Time to cut back
CLEARING OF PINE PLANTATIONS TO SLOW DOWN
CLEARING will slow down in northern suburbs pine plantations to protect the feeding habitat of endangered Carnaby’s black cockatoos.
The State Government announced on April 11 that the 2018-19 Budget would include $2.5 million to source pines from the South West rather than the Gnangara, Pinjar and Yanchep pine plantations.
“This new funding will ensure the State Government meets supply agreements with the timber industry while reducing the impact on the Swan Coastal Plain population of Carnaby’s cockatoo,” Forestry Minister Dave Kelly said.

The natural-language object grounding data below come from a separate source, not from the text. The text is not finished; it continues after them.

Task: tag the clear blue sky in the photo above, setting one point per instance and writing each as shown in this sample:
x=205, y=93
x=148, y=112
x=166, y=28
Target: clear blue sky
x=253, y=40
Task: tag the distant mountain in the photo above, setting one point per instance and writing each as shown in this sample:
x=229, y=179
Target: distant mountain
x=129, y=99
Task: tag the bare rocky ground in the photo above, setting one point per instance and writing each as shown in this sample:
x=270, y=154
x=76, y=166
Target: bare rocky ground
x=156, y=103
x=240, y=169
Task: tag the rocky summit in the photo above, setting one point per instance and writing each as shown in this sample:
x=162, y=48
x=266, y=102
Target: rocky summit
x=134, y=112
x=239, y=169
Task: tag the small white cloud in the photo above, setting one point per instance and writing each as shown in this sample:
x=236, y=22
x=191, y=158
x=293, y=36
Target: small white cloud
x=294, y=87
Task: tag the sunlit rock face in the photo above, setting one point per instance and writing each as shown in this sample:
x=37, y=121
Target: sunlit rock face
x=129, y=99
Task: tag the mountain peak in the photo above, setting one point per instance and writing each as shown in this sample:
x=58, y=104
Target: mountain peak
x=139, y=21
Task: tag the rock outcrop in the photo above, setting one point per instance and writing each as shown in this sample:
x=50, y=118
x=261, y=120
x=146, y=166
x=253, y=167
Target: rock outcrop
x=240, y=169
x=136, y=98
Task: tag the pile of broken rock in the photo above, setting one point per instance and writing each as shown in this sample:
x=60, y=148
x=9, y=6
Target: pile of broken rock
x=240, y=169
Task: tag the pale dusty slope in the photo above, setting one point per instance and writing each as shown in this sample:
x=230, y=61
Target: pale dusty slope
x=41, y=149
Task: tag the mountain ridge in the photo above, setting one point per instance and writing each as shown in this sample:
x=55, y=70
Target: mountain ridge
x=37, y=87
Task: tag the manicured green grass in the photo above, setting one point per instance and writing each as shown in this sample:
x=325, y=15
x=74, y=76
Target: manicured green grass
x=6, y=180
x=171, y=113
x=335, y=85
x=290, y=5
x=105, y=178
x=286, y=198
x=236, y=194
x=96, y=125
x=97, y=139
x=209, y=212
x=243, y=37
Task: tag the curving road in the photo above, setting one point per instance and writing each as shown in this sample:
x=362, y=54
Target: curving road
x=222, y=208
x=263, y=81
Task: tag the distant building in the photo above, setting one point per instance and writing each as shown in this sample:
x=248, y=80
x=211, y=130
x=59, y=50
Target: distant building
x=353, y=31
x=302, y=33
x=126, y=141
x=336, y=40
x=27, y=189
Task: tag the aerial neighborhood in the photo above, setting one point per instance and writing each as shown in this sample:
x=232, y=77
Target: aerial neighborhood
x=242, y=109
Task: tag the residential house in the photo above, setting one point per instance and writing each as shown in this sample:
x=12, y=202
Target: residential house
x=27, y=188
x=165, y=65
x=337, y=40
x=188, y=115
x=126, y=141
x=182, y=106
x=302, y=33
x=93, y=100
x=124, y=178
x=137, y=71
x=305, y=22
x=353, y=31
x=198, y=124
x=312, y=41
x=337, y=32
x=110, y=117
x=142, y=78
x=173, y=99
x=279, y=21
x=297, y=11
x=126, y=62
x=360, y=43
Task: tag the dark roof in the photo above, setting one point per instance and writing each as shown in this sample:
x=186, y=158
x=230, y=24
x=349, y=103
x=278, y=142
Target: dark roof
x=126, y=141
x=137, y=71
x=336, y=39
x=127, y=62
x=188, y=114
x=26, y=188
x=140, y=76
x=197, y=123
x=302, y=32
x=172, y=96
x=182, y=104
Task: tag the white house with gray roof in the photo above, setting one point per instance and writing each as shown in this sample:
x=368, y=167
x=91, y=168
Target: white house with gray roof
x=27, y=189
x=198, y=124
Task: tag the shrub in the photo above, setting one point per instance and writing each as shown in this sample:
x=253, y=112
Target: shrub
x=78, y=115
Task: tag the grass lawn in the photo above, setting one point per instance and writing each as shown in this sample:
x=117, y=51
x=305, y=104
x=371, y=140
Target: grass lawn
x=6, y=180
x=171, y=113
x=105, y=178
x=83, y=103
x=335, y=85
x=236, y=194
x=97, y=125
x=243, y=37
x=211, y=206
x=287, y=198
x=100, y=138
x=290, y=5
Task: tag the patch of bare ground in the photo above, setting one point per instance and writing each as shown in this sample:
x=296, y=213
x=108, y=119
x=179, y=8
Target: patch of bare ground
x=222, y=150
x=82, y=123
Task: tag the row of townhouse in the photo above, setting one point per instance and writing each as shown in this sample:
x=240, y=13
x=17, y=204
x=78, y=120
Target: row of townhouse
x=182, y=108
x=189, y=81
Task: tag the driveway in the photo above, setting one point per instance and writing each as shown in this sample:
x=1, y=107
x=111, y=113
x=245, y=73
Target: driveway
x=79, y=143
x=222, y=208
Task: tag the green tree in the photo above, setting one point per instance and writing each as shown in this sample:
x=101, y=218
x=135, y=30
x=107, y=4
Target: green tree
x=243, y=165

The funds will meet the additional haulage and thinning costs of harvesting at alternative sites, resulting in a drop across the three plantations from a projected 2200ha to 500ha until June 30, 2019.

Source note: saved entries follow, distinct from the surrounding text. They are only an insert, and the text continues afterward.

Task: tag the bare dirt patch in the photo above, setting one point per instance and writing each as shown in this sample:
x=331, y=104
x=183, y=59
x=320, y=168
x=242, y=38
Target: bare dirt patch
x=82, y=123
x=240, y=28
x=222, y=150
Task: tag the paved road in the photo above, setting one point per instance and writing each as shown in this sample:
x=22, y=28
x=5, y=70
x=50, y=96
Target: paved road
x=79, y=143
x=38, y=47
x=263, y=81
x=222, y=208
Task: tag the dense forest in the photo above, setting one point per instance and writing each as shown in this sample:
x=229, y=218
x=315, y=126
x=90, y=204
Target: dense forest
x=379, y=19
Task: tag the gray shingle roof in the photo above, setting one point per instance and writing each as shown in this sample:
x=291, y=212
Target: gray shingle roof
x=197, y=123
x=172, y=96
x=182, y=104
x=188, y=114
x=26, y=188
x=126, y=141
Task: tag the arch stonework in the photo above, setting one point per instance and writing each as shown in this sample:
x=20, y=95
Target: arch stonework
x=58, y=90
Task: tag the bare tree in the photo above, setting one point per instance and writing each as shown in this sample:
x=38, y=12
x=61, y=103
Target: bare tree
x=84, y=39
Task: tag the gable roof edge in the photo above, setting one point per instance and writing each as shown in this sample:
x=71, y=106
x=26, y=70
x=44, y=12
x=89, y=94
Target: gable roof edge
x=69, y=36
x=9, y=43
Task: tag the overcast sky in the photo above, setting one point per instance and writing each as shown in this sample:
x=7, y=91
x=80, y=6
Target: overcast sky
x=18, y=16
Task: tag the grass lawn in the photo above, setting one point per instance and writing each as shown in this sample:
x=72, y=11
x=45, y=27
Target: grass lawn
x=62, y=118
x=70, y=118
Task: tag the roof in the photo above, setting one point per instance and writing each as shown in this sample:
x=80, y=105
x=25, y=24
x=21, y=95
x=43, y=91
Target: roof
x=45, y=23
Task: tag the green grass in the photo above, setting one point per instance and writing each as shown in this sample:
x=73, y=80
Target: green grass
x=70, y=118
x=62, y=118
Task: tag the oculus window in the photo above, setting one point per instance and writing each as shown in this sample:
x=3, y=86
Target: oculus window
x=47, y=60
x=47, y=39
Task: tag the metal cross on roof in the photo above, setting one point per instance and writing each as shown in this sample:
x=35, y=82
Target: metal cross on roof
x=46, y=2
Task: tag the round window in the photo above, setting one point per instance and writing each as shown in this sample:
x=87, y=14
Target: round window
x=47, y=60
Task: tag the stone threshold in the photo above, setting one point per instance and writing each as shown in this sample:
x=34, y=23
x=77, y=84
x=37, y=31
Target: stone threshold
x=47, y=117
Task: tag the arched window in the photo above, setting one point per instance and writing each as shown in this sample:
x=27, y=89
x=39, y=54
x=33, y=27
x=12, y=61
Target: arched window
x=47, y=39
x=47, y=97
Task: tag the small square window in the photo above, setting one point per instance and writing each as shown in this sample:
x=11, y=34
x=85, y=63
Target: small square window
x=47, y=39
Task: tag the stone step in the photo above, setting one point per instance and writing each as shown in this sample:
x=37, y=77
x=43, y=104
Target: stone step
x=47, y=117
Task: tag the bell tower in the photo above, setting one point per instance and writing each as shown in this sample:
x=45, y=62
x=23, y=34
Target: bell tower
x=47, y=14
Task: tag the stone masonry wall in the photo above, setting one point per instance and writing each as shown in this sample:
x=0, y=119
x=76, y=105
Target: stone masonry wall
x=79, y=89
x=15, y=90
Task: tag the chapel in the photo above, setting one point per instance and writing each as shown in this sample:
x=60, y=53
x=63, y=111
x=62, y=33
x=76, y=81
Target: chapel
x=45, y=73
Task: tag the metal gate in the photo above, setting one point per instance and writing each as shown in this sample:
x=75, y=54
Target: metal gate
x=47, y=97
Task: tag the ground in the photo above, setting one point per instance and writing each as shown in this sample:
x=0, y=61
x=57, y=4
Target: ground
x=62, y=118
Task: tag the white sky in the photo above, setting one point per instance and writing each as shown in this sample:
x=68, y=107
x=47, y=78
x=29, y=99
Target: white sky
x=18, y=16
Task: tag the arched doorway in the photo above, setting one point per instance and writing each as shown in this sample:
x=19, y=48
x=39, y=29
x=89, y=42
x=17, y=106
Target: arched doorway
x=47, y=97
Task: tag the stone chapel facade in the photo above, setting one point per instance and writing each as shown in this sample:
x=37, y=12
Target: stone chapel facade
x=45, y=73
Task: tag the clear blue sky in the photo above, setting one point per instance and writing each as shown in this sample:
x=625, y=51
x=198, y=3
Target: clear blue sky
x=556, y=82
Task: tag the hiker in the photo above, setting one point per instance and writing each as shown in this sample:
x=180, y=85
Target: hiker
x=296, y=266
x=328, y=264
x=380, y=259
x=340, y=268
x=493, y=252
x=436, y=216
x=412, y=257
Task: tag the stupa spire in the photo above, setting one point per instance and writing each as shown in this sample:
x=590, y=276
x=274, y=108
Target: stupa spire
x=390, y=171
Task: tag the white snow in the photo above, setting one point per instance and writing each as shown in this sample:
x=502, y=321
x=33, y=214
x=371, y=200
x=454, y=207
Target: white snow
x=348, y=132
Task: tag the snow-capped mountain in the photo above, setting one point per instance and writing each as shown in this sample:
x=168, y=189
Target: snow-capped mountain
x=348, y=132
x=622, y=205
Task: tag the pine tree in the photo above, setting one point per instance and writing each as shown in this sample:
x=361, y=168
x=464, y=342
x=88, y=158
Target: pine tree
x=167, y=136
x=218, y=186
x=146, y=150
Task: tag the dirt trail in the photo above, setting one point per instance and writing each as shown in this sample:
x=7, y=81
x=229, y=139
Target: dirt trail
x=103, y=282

Environment Minister Stephen Dawson said the Department of Biodiversity, Conservation and Attractions had a recovery plan for the endangered birds.
“The department works collaboratively with BirdLife Australia, the WA Museum and wildlife conservation volunteers to install and repair nesting hollows, rehabilitate injured cockatoos, protect habitat and research and monitor the species,” he said.
Birdlife WA Carnaby’s black cockatoo project coordinator Adam Peck welcomed the announcement.
“It’s good that they are reducing the amount of harvesting over the next couple of years; that will definitely help the local Carnaby’s population,” he said.
He said clearing of food resources, roosting sites and breeding trees had the greatest impact on the population of the endangered species.